Vaclav Havel – the Czech poet, activist, and former President – once wrote, “Hope is a state of mind, not of the world. Hope is not a prognostication – it’s an orientation of the spirit. Hope… is not the same as joy that things are going well, or willingness to invest in enterprises that are obviously heading for success, but rather an ability to work for something because it is good…. It is not the conviction that something will turn out well, but the certainty that something makes sense, regardless of how it turns out. It is hope that gives us strength to live and to continually try new things, even in conditions that seem as hopeless as ours do, here and now. In the face of this absurdity, life is too precious a thing to permit its devaluation by living pointlessly, emptily, without meaning, without love, and, finally, without hope.”
I’ve been thinking a lot about hope these days as I hear the troubling news about a place so far away, yet so close to my heart. Burundi, a small country in East Africa, is currently experiencing deadly politically-motivated violence that has left its population fearful and insecure. It’s the latest wave in a recurring cycle of political and ethnic violence that the people of Burundi have suffered from since the country’s independence over 50 years ago. Back in the 90s, hundreds of thousands were killed. And now once again, people are dying, being thrown into jail, or forced to flee the country. There are clear reasons why this is happening, especially the president’s staying in power after completing his two terms in office (the maximum allowed under the constitution). But the bottom line is that innocent men, women, and children are suffering, and right now there’s no end in sight.
I have a personal connection to Burundi, so the sad situation there resonates particularly strongly for me. In 2013, I worked in Burundi facilitating trainings in conflict sensitivity and analysis with peace and development workers who were on the front lines of addressing the difficult economic and political problems in the country. One of those workers also happened to be the minister of the one and only Unitarian Church in Burundi, whose population is predominantly Roman Catholic. Reverend Fulgence and I became friends, and I had the great joy of attending services at that Church and so admired the commitment of church members to transcend the deep divisions in Burundian society and assist those in need, regardless of religion or ethnicity or political affiliation.
Unfortunately, in the current wave of violence, the Unitarian Church became a political target. Its building was attacked, and Rev. Fulgence was kidnapped, arrested, threatened with death, then compelled to leave the country along with many other church members closely associated with him. Although safe right now, those who are now refugees and those who remained are struggling to survive. As Rev. Fulgence recently wrote, “The church is committed to continue the work begun for several years now of promoting the values of tolerance and diversity, to work on the root causes of the divisions in Burundi that have been exclusion and using violence as a means to solve problems. We want to influence a paradigm change in the way problems are looked at and people live together and share their common destiny.”
The situation remains unstable, but the courage of church members is extraordinary.
After months of no contact, I was finally able to talk with Rev. Fulgence via Skype a couple of days ago. I was overjoyed to hear his voice again. While still recovering from his personal ordeal, he emphasized his gratitude, determination, and hope. The Burundi Unitarian Church is still open and has not missed a single Sunday service. Some 50 members remain there, and their building is more secure now. Then he said, “We need to find a way to go on, to make sure love and light will eventually win the day. I think of the words from that song in our hymnal, ‘And I’ll give you hope when hope is hard to find.’ In Burundi, you need to dig deep to find signs of hope, amidst the violence, hatred, and hopelessness. But there are many people in Burundi trying to make things better, quietly, and people around the world are supporting that. Our church can model hope and do a lot of small things to build peace and harmony. We will simply refuse that hatred has the last word.”

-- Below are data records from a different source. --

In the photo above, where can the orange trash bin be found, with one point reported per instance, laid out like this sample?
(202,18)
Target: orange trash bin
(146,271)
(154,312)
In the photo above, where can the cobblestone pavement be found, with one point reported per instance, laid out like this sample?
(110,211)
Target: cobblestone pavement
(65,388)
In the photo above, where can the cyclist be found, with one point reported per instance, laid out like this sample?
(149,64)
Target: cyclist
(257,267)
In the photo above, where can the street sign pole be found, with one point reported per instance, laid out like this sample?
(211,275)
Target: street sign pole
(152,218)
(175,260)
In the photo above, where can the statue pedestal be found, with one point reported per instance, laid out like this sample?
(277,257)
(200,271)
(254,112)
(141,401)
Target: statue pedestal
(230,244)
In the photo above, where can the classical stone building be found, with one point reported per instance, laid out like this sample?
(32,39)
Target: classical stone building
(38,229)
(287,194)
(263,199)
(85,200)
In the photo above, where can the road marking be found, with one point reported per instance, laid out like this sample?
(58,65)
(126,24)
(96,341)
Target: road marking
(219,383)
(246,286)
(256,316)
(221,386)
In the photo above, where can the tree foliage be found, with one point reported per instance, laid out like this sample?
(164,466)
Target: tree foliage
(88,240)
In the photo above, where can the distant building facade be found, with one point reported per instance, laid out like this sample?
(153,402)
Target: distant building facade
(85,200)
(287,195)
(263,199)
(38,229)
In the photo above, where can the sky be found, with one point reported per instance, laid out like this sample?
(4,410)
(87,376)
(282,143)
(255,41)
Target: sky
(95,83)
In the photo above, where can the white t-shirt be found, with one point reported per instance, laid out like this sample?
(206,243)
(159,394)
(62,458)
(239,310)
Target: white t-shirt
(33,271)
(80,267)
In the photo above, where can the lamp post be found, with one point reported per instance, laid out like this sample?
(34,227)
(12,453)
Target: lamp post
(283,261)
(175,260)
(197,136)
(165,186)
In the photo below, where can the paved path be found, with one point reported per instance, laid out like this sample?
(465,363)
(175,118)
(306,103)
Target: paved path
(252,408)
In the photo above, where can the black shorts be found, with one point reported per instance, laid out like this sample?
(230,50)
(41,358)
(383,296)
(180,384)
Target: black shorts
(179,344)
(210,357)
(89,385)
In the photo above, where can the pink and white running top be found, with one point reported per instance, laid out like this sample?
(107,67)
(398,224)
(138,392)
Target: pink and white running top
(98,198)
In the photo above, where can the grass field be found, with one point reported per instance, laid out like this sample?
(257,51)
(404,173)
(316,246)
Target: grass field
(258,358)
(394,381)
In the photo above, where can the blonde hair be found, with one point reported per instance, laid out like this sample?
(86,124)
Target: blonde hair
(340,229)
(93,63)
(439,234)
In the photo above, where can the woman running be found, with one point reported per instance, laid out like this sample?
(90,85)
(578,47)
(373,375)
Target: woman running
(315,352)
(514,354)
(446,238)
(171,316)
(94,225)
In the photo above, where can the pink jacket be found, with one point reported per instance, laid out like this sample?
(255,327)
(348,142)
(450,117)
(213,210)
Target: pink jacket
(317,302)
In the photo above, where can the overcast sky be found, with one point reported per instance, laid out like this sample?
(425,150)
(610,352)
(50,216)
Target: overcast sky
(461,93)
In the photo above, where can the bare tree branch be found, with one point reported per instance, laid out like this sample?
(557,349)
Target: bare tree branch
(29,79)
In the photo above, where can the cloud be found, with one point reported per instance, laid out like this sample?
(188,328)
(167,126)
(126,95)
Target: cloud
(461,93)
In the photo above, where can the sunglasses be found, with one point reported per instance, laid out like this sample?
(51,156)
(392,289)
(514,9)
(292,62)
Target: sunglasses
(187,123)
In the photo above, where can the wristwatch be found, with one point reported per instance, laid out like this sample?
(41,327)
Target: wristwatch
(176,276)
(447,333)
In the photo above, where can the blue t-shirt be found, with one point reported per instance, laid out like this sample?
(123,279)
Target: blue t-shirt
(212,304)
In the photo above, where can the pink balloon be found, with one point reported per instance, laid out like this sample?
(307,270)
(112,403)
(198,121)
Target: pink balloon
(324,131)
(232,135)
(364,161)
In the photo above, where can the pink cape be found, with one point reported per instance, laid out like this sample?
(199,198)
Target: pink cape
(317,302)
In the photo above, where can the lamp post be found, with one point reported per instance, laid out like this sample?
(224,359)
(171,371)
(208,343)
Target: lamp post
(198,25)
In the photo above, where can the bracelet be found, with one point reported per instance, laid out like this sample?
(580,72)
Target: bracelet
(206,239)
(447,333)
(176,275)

I ask for your practical support, as well as your prayers, for the Burundi Unitarian Church, that they may continue the work of love and light amidst the darkness. The International Council of Unitarian Universalists (ICUU) has sent out an appeal for Burundi and is accepting financial contributions that will support the work of the Burundi Church and to assist those members now in exile. For more information and to make a donation, please visit www.icuu.net. On the home page is a February update about Burundi and its Unitarians, and at the bottom is a link for giving donations.
Please give what you can to help keep hope alive in Burundi. With hope, and hard work, life has beauty and meaning, and the rich potential that love and light will eventually triumph.